2.2 Tp0136蛋白的免疫原性和免疫保护作用：Tp0136蛋白能特异地黏附在宿主细胞上，这在Tp感染宿主的第一步中起作用。Brinkman等［8］用rTp0136蛋白作为探针，检测多种可能是Tp黏附的细胞外基质（包括血清纤连蛋白、超纤连蛋白、层黏连蛋白、胶原蛋白IV等），结果显示，rTp0136蛋白与纤连蛋白、层粘连蛋白、超纤连蛋白发生黏附反应且有统计学意义，而对照组（以不相关蛋白为探针）反应较弱。在Tp0136蛋白的免疫原性方面，用rTp0136蛋白感染实验兔模型14 d后兔血清中即出现rTp0136抗体，在感染90 d后抗体浓度开始轻微下降，这些研究提示rTp0136抗体对早期诊断Tp感染有重要价值。在免疫保护方面，rTp0136抗体能延迟皮损出现的时间，减轻皮损的损害，但不能阻止Tp感染。另外，用rTp0136蛋白为包被抗原的间接ELISA方法检测一期梅毒、二期梅毒和早期潜伏梅毒患者血清中抗rTp0136抗体，同时对照组以不相关蛋白为包被抗原，发现与对照组相比rTp0136实验组免疫反应很强，表明rTp0136蛋白能在感染宿主内引起较强的特异性抗体免疫应答。rTp0136蛋白有望成为早期诊断Tp感染和研制梅毒疫苗的候选抗原之一。

3 Tp0453

3.1 Tp0453基因和氨基酸序列特点：Tp0453基因全长864 bp，编码287个氨基酸，相对分子质量为31 979。Tp0453蛋白是一个具有两亲性的整合外膜蛋白，预测包含 5 个 α 螺旋［13］。Luthra 等［14］研究发现，TP0453结构为球形，在高浓度的非离子洗洁剂存在时由闭合状态转为开放，从而暴露大量疏水基团，用铽-吡啶二羧酸配合物负载大单层囊泡（terbium-dipicolinic acid complex-loaded large unilamellar vesicles）法证实在酸性条件下，该蛋白具有增强荧光团流出的能力。还验证了TP0453含多种α螺旋，但是仅有相邻的两个α螺旋对膜整合有重要作用。革兰阴性细菌的外膜蛋白含有大量β折叠结构参与营养物质的运输。然而，Hazlett等［13］发现，Tp0453缺乏β折叠结构，含有多种穿膜的两亲性α螺旋结构，在此基础上推测，TP0453存在于嵌入外膜蛋白和未嵌入形式的动态平衡中，α螺旋在插入外膜蛋白瞬间促进水溶性营养物质进入，可能为TP0453在Tp摄取营养物质机制之一。此外，Tp0453形成一个稳定的二聚体嵌入膜内，这个结构特点和结核分枝杆菌的脂蛋白相似［15-16］，推测TP0453蛋白在TP外膜蛋白可能充作运载脂质，糖脂等功能。
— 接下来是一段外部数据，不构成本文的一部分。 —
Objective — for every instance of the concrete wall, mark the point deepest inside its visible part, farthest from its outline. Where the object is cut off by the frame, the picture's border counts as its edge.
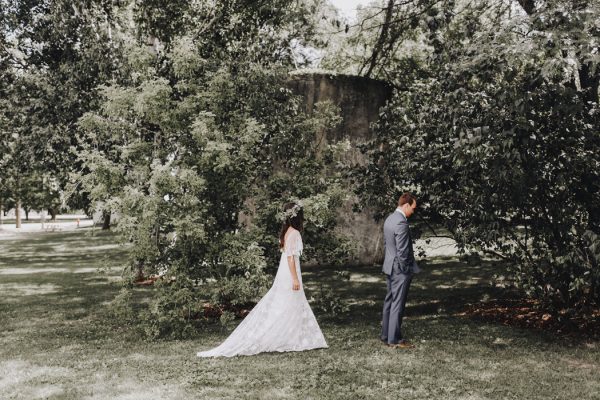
(360, 100)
3.2 Tp0453蛋白的免疫原性和免疫保护作用：Van Voorhis等［17］分别用重组 Tp0453、Tp92 蛋白包为被抗原，ELISA法检测一期、二期梅毒及早期潜伏梅毒患者血清抗体，从而发现，rTp0453与各期梅毒患者（共43例）血清均发生免疫反应。以同样方法检测钩端螺旋体病（9例）、回归热（8例）、莱姆病（8例）患者血清，rTp0453与全部患者血清无免疫反应，因此，rTp0453的灵敏度和特异度均比较高。此外，Tp0453能与性病研究实验室试验阴性的早期梅毒患者血清发生免疫反应。Tp0453能与性病研究实验室实验阴性的早期梅毒患者血清发生免疫反应，对早期梅毒具有诊断意义。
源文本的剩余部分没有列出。